14. ‘Hazard Duty Pay’ - JPEGMAFIA


One of the biggest musical travesties of 2021 is the fact that the sample for ‘Hazard Duty Pay’ didn’t clear so we had to settle for a JPEGMAFIA album without it, and it’s his most beautiful track yet. JPEGMAFIA (or Peggy) is often known for redefining the possibilities of hip hop production, often with the larger intent of disturbing the comfortable or making unforgettably intimidating beats. But this time, the G-funk bass, the Winans vocals, and the spirit of JPEGMAFIA’s flow is almost precious - a moment of clarity and dexterity we all should cherish. Somebody GET THIS SAMPLE CLEARED.


15. ‘Star 星’ - SHELHIEL

RELEASE DATE: 10 JULY 2021 MAY CONTAIN: ALTERNATIVE R&B/ HOUSE-INSPIRED POP / ELECTRONIC SHELHIEL has been coursing the route of electronica, R&B and pop for most of his career as an artist - and ‘Star’ is now the apex of that journey. The hook here is one of his strongest and silkiest, not to mention the clinky, mechanical sounds coupled with well-placed bass-drops and anti-climaxes keep you on edge. The EP it’s from, ‘Superstrobe’, might have come out in 2020, but ‘Star’s position as a single truly sums up Shelhiel’s position as one of the most innovative, danceable voices of R&B and pop in the region.
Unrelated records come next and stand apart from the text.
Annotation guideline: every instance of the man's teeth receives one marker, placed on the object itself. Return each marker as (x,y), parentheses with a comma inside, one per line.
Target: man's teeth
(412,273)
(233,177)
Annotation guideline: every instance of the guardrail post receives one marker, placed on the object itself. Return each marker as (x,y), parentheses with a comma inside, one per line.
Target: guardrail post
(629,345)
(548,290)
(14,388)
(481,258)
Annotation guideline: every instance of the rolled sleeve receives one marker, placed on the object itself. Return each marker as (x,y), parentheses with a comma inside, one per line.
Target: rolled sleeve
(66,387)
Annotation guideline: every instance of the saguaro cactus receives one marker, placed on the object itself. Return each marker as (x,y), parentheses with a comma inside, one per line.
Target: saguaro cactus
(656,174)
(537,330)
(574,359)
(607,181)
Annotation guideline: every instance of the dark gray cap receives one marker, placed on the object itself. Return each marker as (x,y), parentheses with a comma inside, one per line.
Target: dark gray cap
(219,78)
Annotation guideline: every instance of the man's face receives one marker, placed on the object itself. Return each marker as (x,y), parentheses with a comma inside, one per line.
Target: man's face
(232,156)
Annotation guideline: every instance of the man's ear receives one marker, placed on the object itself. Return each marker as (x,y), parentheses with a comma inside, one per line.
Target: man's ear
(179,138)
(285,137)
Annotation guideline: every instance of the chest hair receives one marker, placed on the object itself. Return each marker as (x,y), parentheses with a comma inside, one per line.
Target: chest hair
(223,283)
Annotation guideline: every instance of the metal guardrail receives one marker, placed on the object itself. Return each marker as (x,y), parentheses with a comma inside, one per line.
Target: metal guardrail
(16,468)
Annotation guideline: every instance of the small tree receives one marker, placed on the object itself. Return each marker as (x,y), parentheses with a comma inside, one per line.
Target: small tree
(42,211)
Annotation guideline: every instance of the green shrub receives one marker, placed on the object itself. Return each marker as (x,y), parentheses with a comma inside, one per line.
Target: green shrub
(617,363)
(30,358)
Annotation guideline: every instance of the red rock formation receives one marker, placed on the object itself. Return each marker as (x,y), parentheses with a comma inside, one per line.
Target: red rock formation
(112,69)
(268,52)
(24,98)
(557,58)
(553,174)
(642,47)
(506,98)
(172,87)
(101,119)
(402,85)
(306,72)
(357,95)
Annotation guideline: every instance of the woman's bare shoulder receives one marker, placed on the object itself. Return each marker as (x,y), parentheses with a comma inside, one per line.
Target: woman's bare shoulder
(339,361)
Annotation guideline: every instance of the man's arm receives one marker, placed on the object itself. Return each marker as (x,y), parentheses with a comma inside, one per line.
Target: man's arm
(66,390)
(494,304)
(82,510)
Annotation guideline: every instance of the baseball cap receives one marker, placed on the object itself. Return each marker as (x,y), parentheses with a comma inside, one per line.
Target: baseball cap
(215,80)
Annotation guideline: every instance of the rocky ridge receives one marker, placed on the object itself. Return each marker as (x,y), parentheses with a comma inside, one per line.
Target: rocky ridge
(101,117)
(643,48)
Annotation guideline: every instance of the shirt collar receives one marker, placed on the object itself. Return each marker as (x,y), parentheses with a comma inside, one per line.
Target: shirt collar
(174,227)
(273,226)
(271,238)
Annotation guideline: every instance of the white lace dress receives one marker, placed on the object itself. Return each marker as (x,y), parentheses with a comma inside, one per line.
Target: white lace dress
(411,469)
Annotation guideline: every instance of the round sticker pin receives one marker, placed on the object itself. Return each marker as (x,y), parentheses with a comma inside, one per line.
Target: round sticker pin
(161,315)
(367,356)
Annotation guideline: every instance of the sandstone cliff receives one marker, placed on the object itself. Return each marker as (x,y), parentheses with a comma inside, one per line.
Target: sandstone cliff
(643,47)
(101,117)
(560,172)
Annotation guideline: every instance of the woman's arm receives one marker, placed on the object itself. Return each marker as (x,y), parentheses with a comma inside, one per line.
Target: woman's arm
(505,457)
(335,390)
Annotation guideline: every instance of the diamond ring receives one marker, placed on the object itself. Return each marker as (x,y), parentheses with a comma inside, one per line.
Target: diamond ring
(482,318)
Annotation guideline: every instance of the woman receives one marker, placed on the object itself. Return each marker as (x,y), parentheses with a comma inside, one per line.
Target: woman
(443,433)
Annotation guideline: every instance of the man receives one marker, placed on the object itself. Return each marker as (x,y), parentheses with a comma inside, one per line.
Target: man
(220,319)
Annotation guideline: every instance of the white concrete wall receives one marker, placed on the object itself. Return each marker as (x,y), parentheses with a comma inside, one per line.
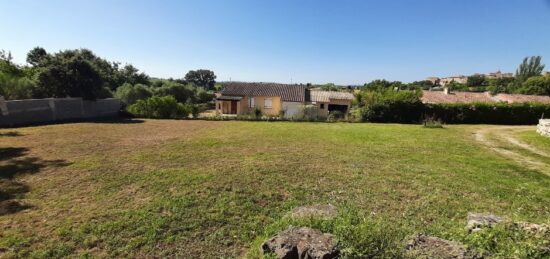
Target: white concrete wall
(32,111)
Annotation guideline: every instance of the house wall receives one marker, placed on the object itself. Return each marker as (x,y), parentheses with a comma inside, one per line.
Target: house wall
(259,101)
(224,107)
(324,112)
(292,109)
(242,105)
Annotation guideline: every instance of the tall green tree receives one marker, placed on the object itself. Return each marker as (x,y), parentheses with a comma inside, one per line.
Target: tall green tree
(531,66)
(70,73)
(202,77)
(37,56)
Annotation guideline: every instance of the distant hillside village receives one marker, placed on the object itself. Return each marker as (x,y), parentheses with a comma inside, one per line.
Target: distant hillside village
(464,79)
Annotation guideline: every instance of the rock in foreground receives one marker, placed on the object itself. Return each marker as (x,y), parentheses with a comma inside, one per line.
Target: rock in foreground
(320,211)
(477,221)
(302,243)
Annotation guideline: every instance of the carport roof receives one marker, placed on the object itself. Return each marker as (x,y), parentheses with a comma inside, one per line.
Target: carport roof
(288,93)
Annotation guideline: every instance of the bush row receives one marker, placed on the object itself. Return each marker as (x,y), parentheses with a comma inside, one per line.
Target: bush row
(165,107)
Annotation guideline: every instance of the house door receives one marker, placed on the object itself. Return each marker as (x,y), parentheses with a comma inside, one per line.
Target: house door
(233,107)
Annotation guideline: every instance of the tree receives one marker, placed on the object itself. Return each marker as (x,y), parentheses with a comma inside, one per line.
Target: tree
(538,85)
(424,85)
(37,56)
(476,81)
(130,74)
(383,85)
(182,93)
(130,94)
(531,66)
(500,85)
(201,77)
(69,73)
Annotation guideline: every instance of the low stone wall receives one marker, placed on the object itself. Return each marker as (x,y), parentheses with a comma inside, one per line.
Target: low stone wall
(544,127)
(34,111)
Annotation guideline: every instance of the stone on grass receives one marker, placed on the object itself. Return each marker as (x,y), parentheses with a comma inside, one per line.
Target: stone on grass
(532,227)
(321,211)
(423,246)
(477,221)
(302,243)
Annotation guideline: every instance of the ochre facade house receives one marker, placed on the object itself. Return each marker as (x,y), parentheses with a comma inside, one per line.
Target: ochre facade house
(276,99)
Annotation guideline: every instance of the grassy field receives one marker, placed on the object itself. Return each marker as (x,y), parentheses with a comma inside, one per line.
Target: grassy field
(217,189)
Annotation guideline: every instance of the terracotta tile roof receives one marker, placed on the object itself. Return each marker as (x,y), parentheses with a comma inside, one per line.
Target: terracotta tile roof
(522,98)
(455,97)
(326,96)
(485,97)
(288,93)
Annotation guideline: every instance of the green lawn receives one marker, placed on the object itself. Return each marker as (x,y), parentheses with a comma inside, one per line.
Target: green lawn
(217,189)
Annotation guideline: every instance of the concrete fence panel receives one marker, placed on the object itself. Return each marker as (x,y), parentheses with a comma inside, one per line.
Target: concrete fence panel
(34,111)
(543,127)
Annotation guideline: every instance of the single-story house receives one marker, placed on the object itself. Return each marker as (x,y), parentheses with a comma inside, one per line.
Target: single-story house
(242,98)
(447,96)
(329,101)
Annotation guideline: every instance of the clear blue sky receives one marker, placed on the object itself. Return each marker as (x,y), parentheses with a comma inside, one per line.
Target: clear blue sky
(345,42)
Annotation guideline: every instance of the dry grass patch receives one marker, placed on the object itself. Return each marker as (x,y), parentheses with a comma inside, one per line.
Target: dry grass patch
(209,189)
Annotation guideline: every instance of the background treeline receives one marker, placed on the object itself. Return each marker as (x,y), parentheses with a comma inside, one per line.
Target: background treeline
(384,101)
(81,73)
(406,107)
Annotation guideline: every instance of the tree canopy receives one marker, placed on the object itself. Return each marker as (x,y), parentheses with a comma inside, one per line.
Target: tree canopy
(531,66)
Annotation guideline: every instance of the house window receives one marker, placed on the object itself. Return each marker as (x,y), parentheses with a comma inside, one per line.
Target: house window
(268,103)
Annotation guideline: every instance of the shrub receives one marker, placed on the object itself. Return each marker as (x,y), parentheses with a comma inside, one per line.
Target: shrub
(181,92)
(130,94)
(160,107)
(204,96)
(16,88)
(390,106)
(432,123)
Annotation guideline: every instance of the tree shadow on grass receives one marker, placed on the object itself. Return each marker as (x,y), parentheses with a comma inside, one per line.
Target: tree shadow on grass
(10,134)
(14,162)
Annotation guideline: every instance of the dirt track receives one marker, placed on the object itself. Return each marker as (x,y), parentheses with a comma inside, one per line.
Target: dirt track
(501,140)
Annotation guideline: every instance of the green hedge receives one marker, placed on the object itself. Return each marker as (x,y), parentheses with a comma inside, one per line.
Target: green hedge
(488,113)
(165,107)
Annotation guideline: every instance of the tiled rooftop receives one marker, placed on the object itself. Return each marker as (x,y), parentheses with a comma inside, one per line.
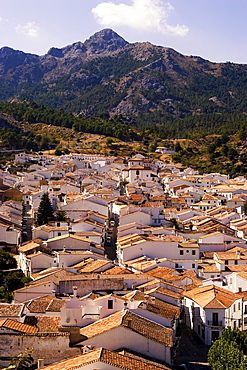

Get sucked in by the tantalising refrain, stay a bit longer for a little manic & ecstatic rave euphoria.


16. ‘PROSPEKTOR’ - Joyberry

RELEASE DATE: 4 APR 2021 MAY CONTAIN: INDIE ROCK / DANCE ROCK / POP ROCK PROSPEKTOR transports you into a realm of early 2010s indie rock, where bands like Two Door Cinema Club and The Rapture were adorning the frontpages of NME and Myspace Music. For Joyberry, it goes beyond reminiscence. Their evolution is what makes the band an exciting venture. It’s as if they improve single-to-single where other bands take entire album cycles. The production of ‘PROSPEKTOR’ is far from derivative dance indie. It has attitude, a large sense of fun and a contained kinda craziness that reminds you there’s so much innovation left to be found even within familiar indie frameworks.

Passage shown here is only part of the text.